A different kind of Console War.

Flashback to 2013 and I spent the best part of my Summer and Autumn hyped out of my mind, as the PS4, my first console launch, was steadily approaching its release date. Through conferences, marketing, and ridiculously cheesy UI infomercials, Sony managed to capture the gimmicky-yet-technology-advancing joy that sent me over the moon as I imagined playing a host of new games on my shiny new console.

Much of the same was expected in 2020 by myself, but instead of glittery adverts, and an overabundance of information that utterly convinced me that going for the PS5 was the choice I wanted to make, Sony have veritably treated their fans with the silent treatment. Now this hurts as a self-professed Sony loyalist this past generation, but as the months rolled on, and I still didn’t know when I was getting this console, how much for, what I would be playing on it, or what was different about it, I couldn’t help but get a little irritated.

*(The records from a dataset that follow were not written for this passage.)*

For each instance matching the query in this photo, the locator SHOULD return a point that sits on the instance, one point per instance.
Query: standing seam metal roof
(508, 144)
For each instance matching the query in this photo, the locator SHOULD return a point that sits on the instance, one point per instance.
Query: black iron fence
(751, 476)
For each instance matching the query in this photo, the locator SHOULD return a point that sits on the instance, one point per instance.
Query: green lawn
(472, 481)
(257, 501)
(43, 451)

Swapping out blue for green, Xbox were better but only marginally, as they drip-fed us trailers, interviews, and information on what their console could and would do. Their presence was at least something, but what it highlighted was the one thing that was undeniably missing from this Console War, and that was hype.

No, those aren’t cardboard cut-outs. Yes it took me almost the entire conference to realise.

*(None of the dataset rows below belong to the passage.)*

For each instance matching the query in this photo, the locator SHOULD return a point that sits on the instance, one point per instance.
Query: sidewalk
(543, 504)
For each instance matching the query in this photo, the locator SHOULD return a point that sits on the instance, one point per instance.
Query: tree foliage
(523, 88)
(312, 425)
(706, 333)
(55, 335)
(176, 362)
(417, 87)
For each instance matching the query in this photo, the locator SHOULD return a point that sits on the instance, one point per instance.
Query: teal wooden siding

Examining the PS5, as I have spent the past year being an Xbox denier, it was initially revealed in an interview with Mark Cerny on Wired. Not quite the bombastic way we would expect, but ok. However, then we whip forward to the first official PS5 conference. Instead of lights, loud music, and a man smugly holding a replica model of the console, we were treated to an absolute snooze-fest of a conference that while full of interesting tech info, was more aligned for investors than fans. Even when the PS5 was revealed in all its WIFI-router glory, we got no date, price, features, or even UI.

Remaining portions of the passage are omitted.